Cationic-anionic synchronous ring-opening polymerization
Wenli Wang, Xue Liang, Hengxu Liu, Jiamin Zhang, Yuanzu Zhang, Beibei Zhang, J. Li, Yunqing Zhu, Jianzhong Du
Abstract
Chemical reactions with incompatible mechanisms (such as nucleophilic reactions and electrophilic reactions, cationic polymerization and anionic polymerization) are usually difficult to perform simultaneously in one-pot. In particular, synchronous cationic-anionic polymerization has been an important challenge in the field of polymer synthesis due to possible coupling termination of both chain ends. We recently found that such terminal couplings can be significantly inhibited by a bismuth salt with a strong nucleophilic anion (e.g., BiCl3) and disclosed the mechanism.
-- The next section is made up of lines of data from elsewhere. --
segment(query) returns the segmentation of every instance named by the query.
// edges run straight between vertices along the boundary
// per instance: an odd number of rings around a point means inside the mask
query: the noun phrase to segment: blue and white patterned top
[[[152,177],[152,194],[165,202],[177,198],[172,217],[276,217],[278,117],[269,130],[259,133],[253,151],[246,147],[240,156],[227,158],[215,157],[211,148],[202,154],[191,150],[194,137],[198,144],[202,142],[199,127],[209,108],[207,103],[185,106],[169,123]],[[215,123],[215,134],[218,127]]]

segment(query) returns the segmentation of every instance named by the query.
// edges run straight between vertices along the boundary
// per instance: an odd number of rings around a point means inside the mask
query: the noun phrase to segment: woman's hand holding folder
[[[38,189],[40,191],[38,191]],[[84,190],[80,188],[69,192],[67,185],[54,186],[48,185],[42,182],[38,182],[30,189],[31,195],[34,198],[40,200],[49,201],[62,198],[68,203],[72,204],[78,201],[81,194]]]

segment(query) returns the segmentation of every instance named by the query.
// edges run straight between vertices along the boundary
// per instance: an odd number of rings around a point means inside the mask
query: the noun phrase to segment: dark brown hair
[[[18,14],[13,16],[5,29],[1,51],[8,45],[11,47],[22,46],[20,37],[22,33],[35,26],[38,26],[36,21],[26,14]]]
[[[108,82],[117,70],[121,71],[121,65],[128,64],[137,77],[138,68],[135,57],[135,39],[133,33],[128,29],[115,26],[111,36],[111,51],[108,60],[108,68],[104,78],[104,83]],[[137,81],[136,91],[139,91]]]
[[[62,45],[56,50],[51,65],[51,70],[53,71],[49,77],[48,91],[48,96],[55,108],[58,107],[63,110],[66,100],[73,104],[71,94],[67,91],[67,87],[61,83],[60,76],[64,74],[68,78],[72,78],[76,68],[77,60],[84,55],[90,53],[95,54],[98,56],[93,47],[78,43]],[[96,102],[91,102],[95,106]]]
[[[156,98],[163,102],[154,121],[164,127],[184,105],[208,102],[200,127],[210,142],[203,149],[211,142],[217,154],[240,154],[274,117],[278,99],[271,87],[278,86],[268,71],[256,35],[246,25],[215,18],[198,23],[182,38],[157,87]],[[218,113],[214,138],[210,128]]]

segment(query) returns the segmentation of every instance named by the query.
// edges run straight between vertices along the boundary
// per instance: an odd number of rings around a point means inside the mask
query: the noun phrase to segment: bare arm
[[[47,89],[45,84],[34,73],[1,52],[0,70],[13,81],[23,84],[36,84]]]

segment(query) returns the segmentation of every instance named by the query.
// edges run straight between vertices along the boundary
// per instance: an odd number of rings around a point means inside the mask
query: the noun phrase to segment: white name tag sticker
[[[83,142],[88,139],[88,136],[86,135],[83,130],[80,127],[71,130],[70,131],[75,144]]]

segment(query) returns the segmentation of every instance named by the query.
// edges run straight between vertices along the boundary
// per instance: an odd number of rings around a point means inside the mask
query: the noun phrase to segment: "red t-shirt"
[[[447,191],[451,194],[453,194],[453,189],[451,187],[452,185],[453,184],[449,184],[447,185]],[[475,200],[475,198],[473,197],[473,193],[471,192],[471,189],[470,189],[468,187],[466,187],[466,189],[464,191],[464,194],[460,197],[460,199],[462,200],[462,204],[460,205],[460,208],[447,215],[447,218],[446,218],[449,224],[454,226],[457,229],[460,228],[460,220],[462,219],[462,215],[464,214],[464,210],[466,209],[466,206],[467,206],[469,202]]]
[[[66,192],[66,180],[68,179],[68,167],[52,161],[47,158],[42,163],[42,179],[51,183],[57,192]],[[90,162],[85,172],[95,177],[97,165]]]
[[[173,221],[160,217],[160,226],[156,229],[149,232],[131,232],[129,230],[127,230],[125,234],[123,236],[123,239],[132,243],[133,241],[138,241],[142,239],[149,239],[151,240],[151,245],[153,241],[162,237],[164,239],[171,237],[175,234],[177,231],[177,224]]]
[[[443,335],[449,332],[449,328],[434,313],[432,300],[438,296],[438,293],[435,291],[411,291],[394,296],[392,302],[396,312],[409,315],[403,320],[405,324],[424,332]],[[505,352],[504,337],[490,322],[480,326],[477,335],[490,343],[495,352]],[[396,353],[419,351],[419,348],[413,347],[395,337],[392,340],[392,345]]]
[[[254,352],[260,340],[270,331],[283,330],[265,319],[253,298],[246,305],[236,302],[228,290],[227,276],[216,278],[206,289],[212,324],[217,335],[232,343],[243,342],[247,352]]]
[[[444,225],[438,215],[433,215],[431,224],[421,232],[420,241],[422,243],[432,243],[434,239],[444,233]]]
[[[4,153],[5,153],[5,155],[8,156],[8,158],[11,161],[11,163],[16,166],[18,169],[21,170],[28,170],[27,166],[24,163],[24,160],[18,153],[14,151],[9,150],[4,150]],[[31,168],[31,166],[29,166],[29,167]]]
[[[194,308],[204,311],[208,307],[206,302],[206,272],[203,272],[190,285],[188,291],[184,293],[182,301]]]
Accordingly, we propose a cationic-anionic polymerization (CAP) method where cationic ring-opening polymerization (CROP) of 2-oxazolines (Ox) and anionic ring-opening polymerization (AROP) of cyclic esters (CE) can be initiated sequentially and propagated simultaneously in one-pot, using bismuth salts as the initial initiators, to afford a multifunctional copolymer polyoxazoline-block-polyester (POx-b-PCE). Furthermore, a block copolymer PAPOZ20-b-PCL5 synthesized by CAP can self-assemble into micellar aggregates, which exhibit excellent intrinsic antibacterial activities without loading any extra antibiotic components. Overall, such a CAP method opens new avenues for synthesizing multi-component copolymers and biomaterials. Chemical reactions with incompatible mechanisms are usually difficult to perform simultaneously in one-pot. Here the authors report a method where cationic ring-opening polymerization of 2-oxazolines and anionic ring-opening polymerization of cyclic esters can be initiated sequentially and propagate simultaneously in one-pot, using bismuth salts as the initial initiators.